Quoting Anonymous 5:

How much money did you ask for? 

And how much money have you and your husband saved so far since you've been living with them? 

Quoting Anonymous 1: We tried that. But my dad recenty retired and takes care of my dying grandfather. He gets paid to do it but it’s not a lot. So he doesn’t have money to lend out like he used to.

Quoting Anonymous 9:

I know that I will be called all kinds of names for this. So I am going anon!

Since your parents want to be manipulative, turn about is fair play. Sit down with your father. Tell him that he is right. You WANT to do better for your children. Tell him that you hate to ask, but if he could give you some money to get on your feet, you promise to give your kids an amazing life! Then take the money and move faaaarrr far away. And don't talk to them again. 

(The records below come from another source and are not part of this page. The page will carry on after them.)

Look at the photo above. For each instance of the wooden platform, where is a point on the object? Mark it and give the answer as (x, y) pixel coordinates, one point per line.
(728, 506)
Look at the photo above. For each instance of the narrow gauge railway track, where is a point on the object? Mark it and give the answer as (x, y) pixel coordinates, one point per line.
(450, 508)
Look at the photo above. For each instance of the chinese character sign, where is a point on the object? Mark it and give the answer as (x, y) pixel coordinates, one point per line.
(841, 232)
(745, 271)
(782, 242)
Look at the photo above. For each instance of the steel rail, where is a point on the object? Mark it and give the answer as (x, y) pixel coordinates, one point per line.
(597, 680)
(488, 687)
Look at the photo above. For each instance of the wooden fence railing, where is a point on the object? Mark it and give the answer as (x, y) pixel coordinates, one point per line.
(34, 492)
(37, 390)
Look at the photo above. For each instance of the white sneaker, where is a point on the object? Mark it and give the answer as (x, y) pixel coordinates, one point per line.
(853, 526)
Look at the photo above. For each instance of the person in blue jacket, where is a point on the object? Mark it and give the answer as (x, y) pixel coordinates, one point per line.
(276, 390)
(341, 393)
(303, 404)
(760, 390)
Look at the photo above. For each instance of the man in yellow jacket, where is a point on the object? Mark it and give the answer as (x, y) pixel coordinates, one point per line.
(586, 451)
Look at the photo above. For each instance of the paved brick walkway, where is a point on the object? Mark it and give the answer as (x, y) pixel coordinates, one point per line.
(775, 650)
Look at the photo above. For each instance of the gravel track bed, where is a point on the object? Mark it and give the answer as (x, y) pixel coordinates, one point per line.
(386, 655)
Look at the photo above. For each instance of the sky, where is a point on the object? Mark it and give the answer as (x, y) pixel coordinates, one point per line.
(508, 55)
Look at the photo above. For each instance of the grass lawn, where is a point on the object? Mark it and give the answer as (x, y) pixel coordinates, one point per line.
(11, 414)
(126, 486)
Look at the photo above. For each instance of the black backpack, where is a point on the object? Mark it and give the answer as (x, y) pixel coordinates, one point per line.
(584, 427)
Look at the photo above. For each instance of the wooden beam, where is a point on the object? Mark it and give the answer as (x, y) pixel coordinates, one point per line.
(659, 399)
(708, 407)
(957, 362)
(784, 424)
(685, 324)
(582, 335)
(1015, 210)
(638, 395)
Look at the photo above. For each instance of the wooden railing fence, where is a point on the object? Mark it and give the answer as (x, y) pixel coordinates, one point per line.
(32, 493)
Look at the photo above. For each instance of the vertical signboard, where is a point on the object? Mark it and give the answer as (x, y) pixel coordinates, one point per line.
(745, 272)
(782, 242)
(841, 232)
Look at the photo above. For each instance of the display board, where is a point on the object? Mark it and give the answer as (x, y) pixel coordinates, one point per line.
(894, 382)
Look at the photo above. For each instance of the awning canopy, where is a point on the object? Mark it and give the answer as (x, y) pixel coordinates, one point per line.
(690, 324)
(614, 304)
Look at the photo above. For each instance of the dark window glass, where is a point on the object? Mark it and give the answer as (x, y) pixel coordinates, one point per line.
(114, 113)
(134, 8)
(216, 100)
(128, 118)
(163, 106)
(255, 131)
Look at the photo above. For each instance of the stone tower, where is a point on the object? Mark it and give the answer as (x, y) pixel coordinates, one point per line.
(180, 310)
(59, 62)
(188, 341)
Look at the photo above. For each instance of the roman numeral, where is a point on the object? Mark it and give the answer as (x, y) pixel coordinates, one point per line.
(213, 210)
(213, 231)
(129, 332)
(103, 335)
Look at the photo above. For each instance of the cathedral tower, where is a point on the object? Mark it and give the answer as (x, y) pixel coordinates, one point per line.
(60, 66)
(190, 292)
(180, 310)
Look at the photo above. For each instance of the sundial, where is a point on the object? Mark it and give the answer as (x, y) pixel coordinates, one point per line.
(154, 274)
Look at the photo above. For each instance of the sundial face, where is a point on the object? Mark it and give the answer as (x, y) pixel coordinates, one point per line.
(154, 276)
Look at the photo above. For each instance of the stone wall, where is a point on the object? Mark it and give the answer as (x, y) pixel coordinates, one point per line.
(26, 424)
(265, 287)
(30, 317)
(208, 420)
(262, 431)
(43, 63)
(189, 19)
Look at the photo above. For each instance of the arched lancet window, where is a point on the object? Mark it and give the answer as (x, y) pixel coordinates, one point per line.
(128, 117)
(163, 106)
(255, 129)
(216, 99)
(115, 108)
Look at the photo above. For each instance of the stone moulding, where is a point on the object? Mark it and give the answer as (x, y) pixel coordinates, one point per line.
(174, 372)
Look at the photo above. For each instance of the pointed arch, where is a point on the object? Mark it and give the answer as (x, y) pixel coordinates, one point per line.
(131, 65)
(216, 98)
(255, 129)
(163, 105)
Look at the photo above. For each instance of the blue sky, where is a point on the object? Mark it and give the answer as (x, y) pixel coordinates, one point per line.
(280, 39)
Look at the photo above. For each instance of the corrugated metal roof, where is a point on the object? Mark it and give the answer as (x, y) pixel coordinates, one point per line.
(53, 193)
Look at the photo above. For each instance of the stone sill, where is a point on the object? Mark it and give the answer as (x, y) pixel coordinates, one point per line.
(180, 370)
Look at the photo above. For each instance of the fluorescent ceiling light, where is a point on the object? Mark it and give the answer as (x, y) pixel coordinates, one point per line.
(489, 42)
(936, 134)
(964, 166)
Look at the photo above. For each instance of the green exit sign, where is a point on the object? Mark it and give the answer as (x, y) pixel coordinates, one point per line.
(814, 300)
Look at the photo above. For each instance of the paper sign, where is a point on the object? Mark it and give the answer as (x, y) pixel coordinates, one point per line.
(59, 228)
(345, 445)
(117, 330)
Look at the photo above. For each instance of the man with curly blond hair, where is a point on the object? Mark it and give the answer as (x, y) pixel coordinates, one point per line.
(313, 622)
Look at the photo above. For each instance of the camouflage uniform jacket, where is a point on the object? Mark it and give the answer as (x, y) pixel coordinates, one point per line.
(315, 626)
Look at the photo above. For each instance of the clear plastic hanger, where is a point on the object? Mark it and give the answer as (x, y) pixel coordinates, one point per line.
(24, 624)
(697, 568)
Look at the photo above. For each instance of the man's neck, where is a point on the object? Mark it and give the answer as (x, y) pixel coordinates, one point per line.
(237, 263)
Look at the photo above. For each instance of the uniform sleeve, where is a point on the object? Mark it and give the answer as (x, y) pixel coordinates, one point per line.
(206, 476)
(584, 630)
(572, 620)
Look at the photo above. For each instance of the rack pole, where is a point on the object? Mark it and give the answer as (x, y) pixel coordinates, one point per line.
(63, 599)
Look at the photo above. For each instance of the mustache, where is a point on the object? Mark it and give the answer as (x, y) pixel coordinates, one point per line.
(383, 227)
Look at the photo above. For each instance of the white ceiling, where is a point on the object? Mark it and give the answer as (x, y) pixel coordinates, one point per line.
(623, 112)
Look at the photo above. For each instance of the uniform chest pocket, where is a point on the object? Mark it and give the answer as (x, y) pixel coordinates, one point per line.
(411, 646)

I know that's horrible, but your parents are also pretty horrible. 

Anonymous
by Anonymous 1 - Original Poster on Dec. 8, 2017 at 3:03 PM
I know it’s going to sound like a lot of excuses. But I have bi polar and really bad anxiety. I spent most of my life with it and I have attempted suicide a few times.

I wanted to go to college but I spent more time just trying to survive the day. I was finally getting better then I got pregnant (ds#1 is not biologically dh’s. Ds#1 bio dad was a pos). I was on b/c. I lost my job, my apartment and my bf all at the time and had to move home. After having ds#1, I suffered from post partum depression. Instead of helping me, my parents kept pushing for me to give them custody. I never neglected or abused my son. I just had a hard time coping with having him on top of the upheaval of my life. It was a rough time.

I met dh when ds#1 was almost 3 and he helped me tremendously. I got help for the post partum and was able to move out of my parents. Dh and I eventually moved into together, got married and had a child together.

I have a feeling people are going to rip me apart for saying all that. But I know I made mistakes. I have regrets. I wish I could have done things differently. I really should have put my foot down and said no moving back in with my parents.

Quoting Anonymous 14: I’m curious as to what’s happened in your life. It seems like a big missing piece of this story.